Matthew then interprets the whole cluster of healings by quoting Isaiah: “He took our infirmities, and bore our diseases” (Matthew 8:14–17). At minimum, Matthew is saying these healings fit Israel’s Scriptures and help explain Jesus’ mission.
Where interpretation differs
A main difference is how to read the Isaiah line in relation to the physical healings.
One view reads Matthew as directly applying Isaiah to bodily sickness here: Jesus “takes” and “bears” illnesses by removing them through healing. The quote is treated as an explanation of what these healings mean.
Another view agrees Matthew connects Isaiah to this moment, but argues the Isaiah language ultimately points beyond immediate healings to Jesus carrying human brokenness in a larger, climactic way later in the story. On this reading, the healings are a preview or sign of that larger “bearing,” not the full meaning.
A smaller difference concerns “she served him.” Some take it mainly as household hospitality and proof of restored strength; others also hear an echo of becoming a follower marked by service. The text itself mainly supports the first point (immediate recovery), while the second is an inference.
Why the disagreement exists
The quoted line about “bearing” infirmities can be heard in more than one register: (1) very concrete (healing removes disease), and (2) more comprehensive (carrying human suffering in a representative way). Matthew’s brief citation does not spell out how far he intends the connection to go, so readers weigh the immediate context (healings in a home and at evening) against the broader storyline and Isaiah’s original setting.

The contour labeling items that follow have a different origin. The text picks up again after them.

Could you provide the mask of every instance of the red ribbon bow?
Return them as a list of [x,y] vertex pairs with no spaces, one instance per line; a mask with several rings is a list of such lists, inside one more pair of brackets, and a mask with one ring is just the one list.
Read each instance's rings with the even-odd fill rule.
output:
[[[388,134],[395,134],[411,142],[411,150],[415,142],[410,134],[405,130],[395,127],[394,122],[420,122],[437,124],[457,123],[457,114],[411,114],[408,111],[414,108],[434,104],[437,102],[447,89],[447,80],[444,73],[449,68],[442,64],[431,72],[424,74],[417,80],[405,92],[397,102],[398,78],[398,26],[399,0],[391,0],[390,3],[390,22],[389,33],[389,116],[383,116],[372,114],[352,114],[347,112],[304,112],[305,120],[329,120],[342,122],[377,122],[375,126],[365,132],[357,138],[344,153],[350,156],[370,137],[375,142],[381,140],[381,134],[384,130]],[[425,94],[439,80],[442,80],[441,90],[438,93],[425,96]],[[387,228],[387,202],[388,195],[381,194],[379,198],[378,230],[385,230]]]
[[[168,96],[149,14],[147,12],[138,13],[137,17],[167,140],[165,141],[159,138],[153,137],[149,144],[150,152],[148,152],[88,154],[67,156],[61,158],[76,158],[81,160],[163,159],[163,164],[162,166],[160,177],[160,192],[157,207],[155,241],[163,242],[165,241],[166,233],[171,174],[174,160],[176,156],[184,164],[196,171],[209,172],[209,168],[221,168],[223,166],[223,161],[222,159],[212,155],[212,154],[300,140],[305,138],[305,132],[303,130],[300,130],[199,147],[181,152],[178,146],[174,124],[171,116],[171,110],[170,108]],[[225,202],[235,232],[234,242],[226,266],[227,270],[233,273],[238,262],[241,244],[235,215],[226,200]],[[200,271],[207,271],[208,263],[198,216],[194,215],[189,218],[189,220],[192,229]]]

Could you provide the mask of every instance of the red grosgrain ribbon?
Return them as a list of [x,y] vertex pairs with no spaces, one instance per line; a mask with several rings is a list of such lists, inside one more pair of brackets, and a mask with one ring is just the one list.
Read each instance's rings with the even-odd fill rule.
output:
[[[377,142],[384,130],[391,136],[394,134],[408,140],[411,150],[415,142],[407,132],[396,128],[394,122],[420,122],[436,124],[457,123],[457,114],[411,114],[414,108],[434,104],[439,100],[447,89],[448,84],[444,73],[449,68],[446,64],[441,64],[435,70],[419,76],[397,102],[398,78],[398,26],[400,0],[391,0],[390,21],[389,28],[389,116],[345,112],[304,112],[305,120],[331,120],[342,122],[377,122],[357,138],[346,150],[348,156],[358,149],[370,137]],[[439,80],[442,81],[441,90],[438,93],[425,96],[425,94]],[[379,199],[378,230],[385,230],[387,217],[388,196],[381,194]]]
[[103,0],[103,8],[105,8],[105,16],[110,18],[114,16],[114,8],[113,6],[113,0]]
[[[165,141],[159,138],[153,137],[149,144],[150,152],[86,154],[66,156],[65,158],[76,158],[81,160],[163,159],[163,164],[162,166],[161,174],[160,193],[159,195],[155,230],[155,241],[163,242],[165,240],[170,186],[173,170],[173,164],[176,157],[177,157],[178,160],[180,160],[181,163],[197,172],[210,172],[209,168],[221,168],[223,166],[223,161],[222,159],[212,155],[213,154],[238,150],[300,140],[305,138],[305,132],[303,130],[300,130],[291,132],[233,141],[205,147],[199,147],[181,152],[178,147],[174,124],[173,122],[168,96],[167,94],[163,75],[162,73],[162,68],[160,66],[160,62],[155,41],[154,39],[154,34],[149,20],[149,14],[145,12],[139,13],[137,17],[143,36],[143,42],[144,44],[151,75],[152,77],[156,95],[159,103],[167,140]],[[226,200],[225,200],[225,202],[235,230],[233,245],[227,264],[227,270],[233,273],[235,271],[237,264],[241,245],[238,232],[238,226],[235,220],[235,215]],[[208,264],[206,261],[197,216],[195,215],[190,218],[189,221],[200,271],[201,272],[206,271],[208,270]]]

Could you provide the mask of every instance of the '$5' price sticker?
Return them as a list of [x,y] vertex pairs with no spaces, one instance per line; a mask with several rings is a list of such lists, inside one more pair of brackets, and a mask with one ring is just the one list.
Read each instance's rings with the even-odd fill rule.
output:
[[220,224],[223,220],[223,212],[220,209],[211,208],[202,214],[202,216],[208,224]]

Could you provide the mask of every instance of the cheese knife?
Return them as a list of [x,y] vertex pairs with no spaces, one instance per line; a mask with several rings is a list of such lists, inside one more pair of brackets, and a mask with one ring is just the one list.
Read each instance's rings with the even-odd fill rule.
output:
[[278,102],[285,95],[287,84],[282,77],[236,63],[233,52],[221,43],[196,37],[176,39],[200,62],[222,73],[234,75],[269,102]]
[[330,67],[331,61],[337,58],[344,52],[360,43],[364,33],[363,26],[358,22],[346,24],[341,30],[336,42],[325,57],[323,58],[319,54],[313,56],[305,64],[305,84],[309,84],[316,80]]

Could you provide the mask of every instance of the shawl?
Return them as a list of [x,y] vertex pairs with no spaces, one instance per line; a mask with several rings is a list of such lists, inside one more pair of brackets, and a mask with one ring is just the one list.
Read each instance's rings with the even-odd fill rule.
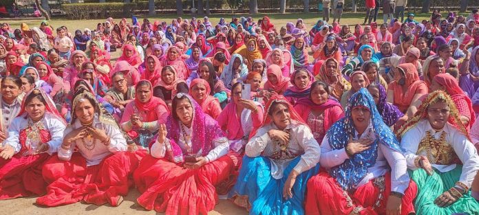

What this passage clearly contributes
- Jesus’ healing authority is shown as direct and effective: a touch ends a fever; a word expels spirits.
- The impact is both personal and communal: one household restoration becomes a public surge of need and response.
- Matthew frames Jesus’ healings as Scripturally meaningful, not random wonders: they are presented as part of what Israel’s Scriptures anticipated.
- Service after healing is depicted as a normal, tangible outcome of restored health, whatever additional meaning one may infer.